Friday 27 July 2018

Grand National 1992: Party Politics

Party Politics proved an aptly-named winner of the Grand National, galloping to victory in the iconic steeplechase just five days before the Conservatives’ victory, against the odds, in the 1992 General Election. At nearly 18 hands high, the eight-year-old was also the tallest horse ever to win the Grand National. 

Owned by David and Patricia Thompson, who’d actually bought him for £80,000 just 48 hours before the race, and trained by Nick Gaselee, Party Politics was a less-than-obvious choice for the Grand National. He had finished second – albeit beaten 20 lengths by Carvill’s Hill, who won unchallenged – in the Welsh National at Chepstow the previous December, but failed to trouble the judge in two subsequent starts at Haydock and Sandown. Furthermore, his trainer hadn’t saddled a winner since the turn of the year. Nevertheless, the son of Politico was sent off 14/1 seventh choice of the 40 runners, behind favourite Docklands Express at 15/2, probably thanks more to his topical name than his recent achievements on the racecourse. 

Ridden by Carl Llewellyn, Party Politics raced prominently throughout and was in the first half a dozen as the field headed out into the country on the second circuit of the two-and-a-quarter-mile course. Romany King touched down just in front at the fifth fence from home, but was joined, and passed, by Party Politics at the final open ditch. Party Politics led by about 4 lengths turning for home and although Romany King threatened to mount a challenge halfway up the run-in in he could make no real impression in the closing stages and Party Politics held on to win by 2½ lengths. In so doing, he provided Llewellyn with his first National winner. Laura’s Beau finished third, a further 15 lengths away, with favourite Docklands Express 8 lengths further back in fourth place. 

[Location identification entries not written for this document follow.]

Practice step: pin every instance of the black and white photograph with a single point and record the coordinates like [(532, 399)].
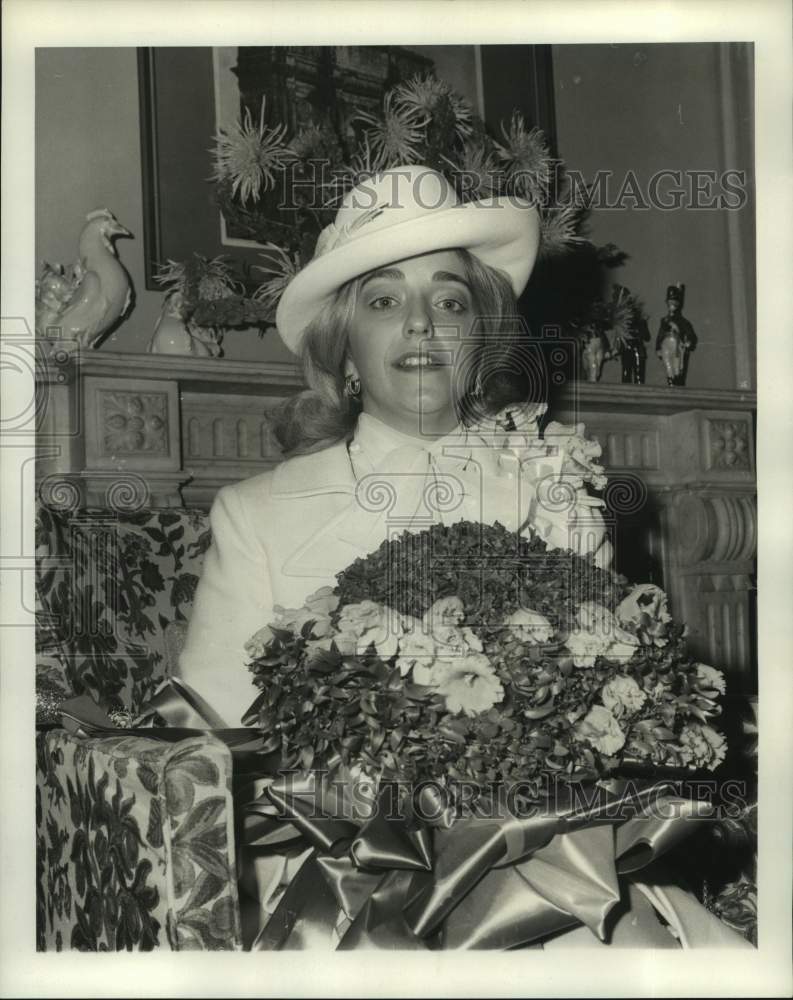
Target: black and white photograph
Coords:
[(386, 426)]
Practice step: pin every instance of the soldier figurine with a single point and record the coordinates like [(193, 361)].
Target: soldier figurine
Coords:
[(633, 355), (676, 338)]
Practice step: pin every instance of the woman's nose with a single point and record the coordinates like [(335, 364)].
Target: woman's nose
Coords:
[(419, 321)]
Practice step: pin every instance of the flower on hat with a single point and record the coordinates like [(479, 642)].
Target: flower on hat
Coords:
[(524, 155), (601, 729), (282, 266), (478, 172), (422, 95)]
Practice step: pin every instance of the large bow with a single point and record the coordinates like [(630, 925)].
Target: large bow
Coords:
[(395, 880), (514, 478)]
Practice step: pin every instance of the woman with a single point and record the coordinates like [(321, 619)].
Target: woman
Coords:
[(406, 323)]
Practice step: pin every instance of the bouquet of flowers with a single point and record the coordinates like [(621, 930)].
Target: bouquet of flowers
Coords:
[(469, 653)]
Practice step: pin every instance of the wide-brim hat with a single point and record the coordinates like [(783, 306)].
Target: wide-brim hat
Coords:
[(404, 212)]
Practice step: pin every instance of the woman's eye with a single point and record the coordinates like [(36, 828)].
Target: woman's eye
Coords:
[(452, 305), (383, 302)]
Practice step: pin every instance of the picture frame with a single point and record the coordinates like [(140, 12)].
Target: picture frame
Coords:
[(179, 97)]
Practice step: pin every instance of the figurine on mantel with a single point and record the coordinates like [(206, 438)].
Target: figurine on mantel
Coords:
[(82, 302), (189, 283), (595, 349), (676, 338)]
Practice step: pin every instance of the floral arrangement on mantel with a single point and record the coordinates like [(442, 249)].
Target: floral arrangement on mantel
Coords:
[(422, 121), (617, 317)]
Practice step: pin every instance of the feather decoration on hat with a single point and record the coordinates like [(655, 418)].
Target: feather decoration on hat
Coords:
[(421, 120)]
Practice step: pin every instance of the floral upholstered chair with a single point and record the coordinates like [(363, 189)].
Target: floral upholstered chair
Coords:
[(135, 838)]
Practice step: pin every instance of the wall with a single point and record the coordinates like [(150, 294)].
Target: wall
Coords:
[(88, 156), (618, 107), (650, 107)]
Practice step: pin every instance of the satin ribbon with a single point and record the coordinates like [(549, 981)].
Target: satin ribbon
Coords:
[(486, 883), (399, 876)]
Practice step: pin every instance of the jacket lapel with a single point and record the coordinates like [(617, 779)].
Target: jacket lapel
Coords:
[(324, 473)]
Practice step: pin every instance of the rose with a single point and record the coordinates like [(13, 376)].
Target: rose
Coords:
[(601, 729), (256, 646), (417, 649), (366, 623), (443, 622), (645, 611), (468, 684), (598, 634), (577, 452), (701, 746), (710, 678), (317, 609), (529, 626), (622, 695)]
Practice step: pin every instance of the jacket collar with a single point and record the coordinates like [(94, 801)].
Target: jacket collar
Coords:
[(326, 471)]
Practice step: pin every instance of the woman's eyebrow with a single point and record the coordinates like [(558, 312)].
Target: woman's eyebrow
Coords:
[(392, 273), (450, 276)]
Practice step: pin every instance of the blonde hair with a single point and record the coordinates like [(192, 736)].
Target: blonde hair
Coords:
[(323, 414)]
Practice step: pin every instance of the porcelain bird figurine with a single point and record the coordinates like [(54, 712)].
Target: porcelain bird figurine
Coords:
[(101, 292)]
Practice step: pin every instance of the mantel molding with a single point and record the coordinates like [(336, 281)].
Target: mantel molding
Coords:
[(211, 375), (249, 377), (600, 396)]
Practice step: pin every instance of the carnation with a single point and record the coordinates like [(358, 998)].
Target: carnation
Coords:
[(645, 612), (623, 695), (710, 678), (597, 633), (469, 684), (529, 626), (450, 672), (367, 623), (701, 746), (256, 646), (601, 729), (417, 649)]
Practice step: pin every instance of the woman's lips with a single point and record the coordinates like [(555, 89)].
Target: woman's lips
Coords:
[(413, 361)]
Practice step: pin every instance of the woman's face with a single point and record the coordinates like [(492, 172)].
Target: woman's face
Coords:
[(410, 322)]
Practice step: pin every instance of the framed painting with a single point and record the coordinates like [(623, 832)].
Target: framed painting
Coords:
[(187, 94)]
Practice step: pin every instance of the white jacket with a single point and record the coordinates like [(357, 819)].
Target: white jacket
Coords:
[(280, 536)]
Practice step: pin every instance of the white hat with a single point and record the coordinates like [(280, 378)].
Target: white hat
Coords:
[(401, 213)]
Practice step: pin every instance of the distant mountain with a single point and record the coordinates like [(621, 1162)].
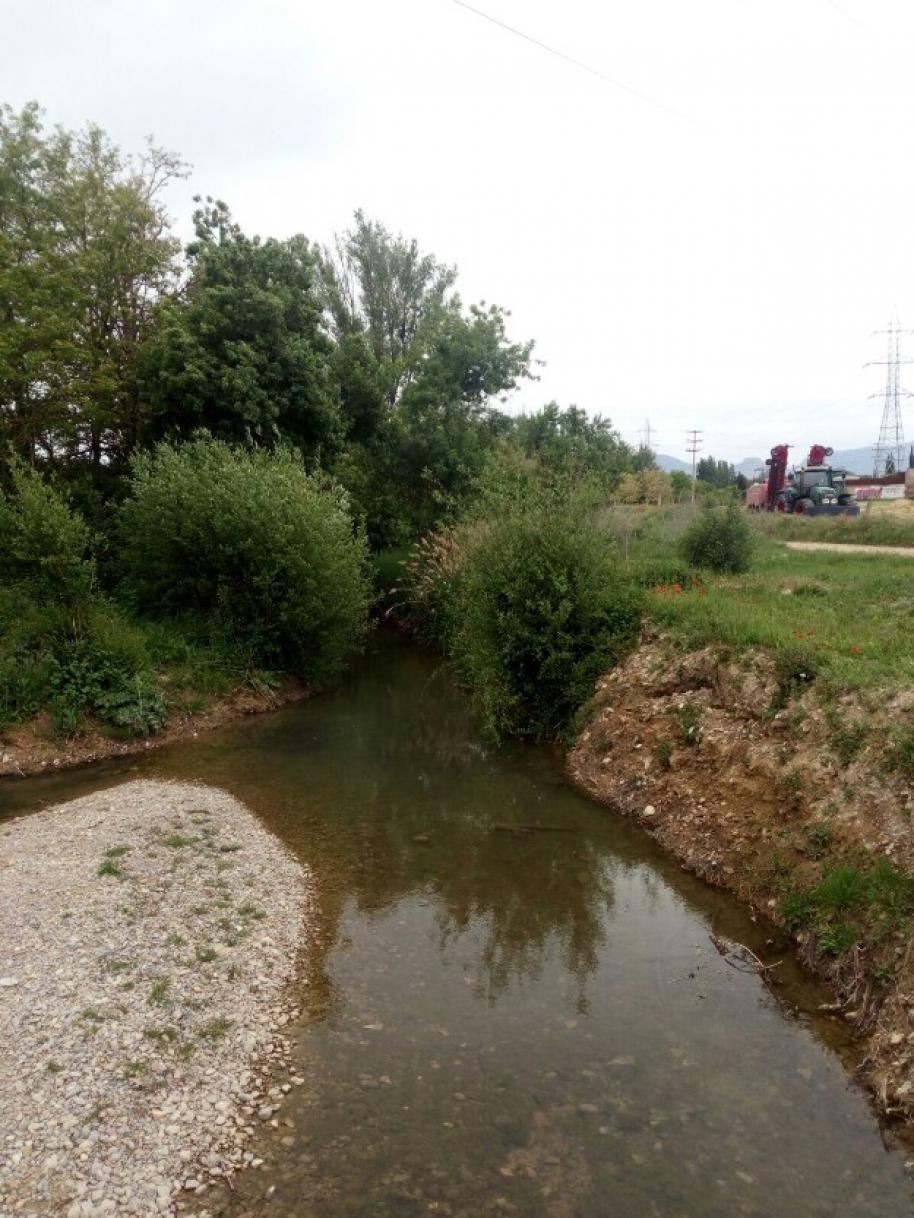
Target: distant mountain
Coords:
[(854, 461)]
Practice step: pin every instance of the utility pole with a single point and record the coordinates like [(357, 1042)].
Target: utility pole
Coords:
[(890, 446), (646, 434), (694, 445)]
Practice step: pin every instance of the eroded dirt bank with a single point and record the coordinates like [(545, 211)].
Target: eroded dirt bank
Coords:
[(148, 934), (32, 748), (768, 802)]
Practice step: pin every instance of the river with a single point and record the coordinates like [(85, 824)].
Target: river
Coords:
[(519, 1022)]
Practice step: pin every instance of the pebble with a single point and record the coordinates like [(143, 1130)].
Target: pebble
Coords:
[(93, 1045)]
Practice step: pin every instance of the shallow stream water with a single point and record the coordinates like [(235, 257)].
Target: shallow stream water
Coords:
[(502, 1022)]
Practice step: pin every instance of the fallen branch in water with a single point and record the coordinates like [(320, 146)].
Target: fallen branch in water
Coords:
[(741, 957)]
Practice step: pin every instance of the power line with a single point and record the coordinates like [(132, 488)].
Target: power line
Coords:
[(694, 446), (569, 59), (890, 445)]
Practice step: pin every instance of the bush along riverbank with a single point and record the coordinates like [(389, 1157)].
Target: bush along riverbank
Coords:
[(763, 778), (232, 582)]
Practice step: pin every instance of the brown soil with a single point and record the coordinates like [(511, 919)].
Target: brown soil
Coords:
[(736, 804), (32, 747)]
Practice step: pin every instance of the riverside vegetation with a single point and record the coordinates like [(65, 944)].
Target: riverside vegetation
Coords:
[(215, 459), (205, 453)]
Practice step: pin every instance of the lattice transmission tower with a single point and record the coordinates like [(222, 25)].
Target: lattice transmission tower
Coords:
[(889, 456)]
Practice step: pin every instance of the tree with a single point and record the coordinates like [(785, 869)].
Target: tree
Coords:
[(715, 473), (569, 442), (438, 367), (680, 485), (646, 486), (383, 286), (84, 256), (240, 351)]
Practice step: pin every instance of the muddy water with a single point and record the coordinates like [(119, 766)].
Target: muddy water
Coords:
[(517, 1023)]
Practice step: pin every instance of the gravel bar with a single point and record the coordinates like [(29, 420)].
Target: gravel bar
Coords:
[(148, 934)]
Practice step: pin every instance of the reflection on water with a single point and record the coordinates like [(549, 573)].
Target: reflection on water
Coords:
[(517, 1022)]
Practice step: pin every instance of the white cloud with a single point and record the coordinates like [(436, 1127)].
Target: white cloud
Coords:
[(720, 269)]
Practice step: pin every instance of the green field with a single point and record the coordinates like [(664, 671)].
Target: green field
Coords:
[(852, 614)]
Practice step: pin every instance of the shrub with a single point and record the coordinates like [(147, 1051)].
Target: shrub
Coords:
[(250, 542), (433, 575), (795, 665), (719, 540), (45, 545), (539, 610), (90, 664)]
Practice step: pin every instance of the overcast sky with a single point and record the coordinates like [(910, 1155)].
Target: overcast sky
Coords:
[(713, 255)]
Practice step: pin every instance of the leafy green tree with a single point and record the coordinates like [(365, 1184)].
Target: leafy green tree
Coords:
[(84, 255), (382, 285), (254, 548), (680, 485), (569, 442), (720, 540), (240, 351), (402, 333), (715, 473), (533, 607)]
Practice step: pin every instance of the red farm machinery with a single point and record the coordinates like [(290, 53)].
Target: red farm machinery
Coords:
[(812, 490)]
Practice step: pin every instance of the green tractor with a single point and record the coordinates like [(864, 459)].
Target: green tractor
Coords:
[(817, 489)]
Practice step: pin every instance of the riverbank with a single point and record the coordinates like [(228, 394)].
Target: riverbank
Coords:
[(148, 934), (32, 748), (796, 799)]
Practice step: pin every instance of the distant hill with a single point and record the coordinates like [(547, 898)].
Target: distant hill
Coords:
[(854, 461)]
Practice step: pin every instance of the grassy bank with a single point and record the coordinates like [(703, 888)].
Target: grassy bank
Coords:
[(842, 616)]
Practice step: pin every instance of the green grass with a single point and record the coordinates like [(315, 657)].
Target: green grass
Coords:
[(851, 904), (110, 867), (878, 525), (859, 632)]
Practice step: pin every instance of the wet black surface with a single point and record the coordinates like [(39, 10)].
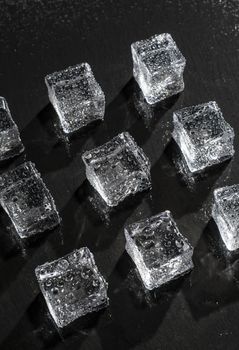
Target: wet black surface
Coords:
[(197, 311)]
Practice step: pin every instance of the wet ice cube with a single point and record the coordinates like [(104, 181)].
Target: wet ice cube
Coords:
[(10, 142), (158, 67), (72, 286), (203, 135), (27, 201), (117, 169), (159, 251), (226, 214), (76, 96)]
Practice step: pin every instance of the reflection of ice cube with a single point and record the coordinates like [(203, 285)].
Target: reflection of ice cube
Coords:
[(76, 96), (158, 249), (117, 169), (11, 144), (27, 201), (158, 67), (203, 135), (226, 214), (72, 286)]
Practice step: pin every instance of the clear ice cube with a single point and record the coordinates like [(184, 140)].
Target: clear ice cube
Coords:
[(158, 67), (226, 214), (117, 169), (27, 201), (76, 96), (72, 286), (203, 135), (159, 251), (10, 144)]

Party Politics returned to Aintree for the “National that never was” in 1993 and again in 1995, when he finished second, beaten 7 lengths, behind Royal Athlete, despite having had a tubing operation to help him breathe while exerting himself. He made his final racecourse appearance in the 1996 Grand National, in which he was behind when falling at the third fence. He enjoyed a happy retirement at Cheveley Park Stud in Newmarket, also owned by David and Patricia Thompson, where he died of natural causes, at the age of 25, in 2009.